Saturday, February 21, 2015

Demi Sebongkah Belerang

Tidak jarang kita masih memandang heran terhadap jalan hidup yang dipilih orang lain. "Kenapa sih mau-maunya kerja di tempat kayak gitu?", "Kenapa sih nggak sekolah yang tinggi?", "Kenapa sih capek-capek ngeluarin duit buat bayar sekolah sama kuliah?". Berbagai bentuk rasa heran semacam itu acapkali masih bisa kita dengar di tengah heterogenitas masyarakat. Pekan lalu saya mencoba melihat salah satu jalan hidup yang tak kalah mengherankan "bagi saya", penambang belerang tradisional. 
Kawah Ijen dengan danau belerang di tengahnya

Tahun 2012, saya menyaksikan tayangan dokumenter "Working Man's Death: Ghosts" yang ditayangkan oleh Al Jazeera. Tayangan ini menceritakan betapa berbahayanya kehidupan para penambang belerang di kawasan Ijen yang berada di daerah Banyuwangi, Jawa Timur. Barangkali tidak hanya tayangan dokumenter ini yang menyorot tentang kehidupan penambang belerang tradisional di Ijen dan obyek wisata Ijen, sehingga wajar cukup banyak wisatawan memasukkan Ijen sebagai destinasi mereka. 
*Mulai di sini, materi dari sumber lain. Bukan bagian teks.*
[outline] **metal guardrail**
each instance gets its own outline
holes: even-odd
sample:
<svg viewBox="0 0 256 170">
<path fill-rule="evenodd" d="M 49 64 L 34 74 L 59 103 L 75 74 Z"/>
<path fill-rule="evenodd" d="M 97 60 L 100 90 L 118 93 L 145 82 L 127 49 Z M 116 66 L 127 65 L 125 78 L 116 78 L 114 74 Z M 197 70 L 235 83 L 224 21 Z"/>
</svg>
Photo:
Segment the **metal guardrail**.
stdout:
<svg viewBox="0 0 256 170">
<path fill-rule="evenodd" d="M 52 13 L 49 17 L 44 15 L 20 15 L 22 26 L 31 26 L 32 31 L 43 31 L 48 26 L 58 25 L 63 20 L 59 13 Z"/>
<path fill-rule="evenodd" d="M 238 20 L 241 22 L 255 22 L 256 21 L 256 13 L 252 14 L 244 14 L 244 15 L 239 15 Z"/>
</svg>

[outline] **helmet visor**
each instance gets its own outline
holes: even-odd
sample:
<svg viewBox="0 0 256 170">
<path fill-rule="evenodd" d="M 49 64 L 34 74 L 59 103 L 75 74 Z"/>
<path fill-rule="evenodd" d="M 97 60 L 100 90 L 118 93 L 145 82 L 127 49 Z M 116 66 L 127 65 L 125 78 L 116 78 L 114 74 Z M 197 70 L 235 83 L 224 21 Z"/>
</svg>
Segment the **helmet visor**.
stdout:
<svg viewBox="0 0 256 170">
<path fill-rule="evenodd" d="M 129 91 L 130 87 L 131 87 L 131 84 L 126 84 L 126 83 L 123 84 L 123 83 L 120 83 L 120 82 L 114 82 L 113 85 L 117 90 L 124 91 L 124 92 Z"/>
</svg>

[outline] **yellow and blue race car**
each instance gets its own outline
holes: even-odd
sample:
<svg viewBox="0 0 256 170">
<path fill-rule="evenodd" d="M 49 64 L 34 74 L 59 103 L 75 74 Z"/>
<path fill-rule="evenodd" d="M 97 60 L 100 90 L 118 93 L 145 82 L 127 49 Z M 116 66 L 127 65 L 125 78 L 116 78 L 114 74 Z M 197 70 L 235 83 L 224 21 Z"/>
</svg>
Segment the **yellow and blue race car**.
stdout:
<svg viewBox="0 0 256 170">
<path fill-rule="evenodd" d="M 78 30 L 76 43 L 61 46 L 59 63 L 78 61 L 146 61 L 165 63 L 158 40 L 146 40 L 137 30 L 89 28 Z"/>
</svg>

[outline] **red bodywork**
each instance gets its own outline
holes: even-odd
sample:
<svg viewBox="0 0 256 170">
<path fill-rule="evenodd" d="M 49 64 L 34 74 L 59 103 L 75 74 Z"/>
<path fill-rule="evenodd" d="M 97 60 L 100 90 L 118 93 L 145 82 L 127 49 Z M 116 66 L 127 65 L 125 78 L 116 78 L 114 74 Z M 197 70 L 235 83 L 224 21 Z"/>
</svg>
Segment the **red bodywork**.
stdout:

Tiga tahun berselang, akhirnya saya dan seorang teman, Agung Perbowo, memutuskan untuk melakukan perjalanan ke Ijen untuk memuaskan rasa penasaran terhadapnya. Perjalanan menggunakan sepeda motor pun kami pilih. Ya jangan tanya berapa banyak orang yang terheran-heran dengan perjalanan ini, ah tapi biarlah.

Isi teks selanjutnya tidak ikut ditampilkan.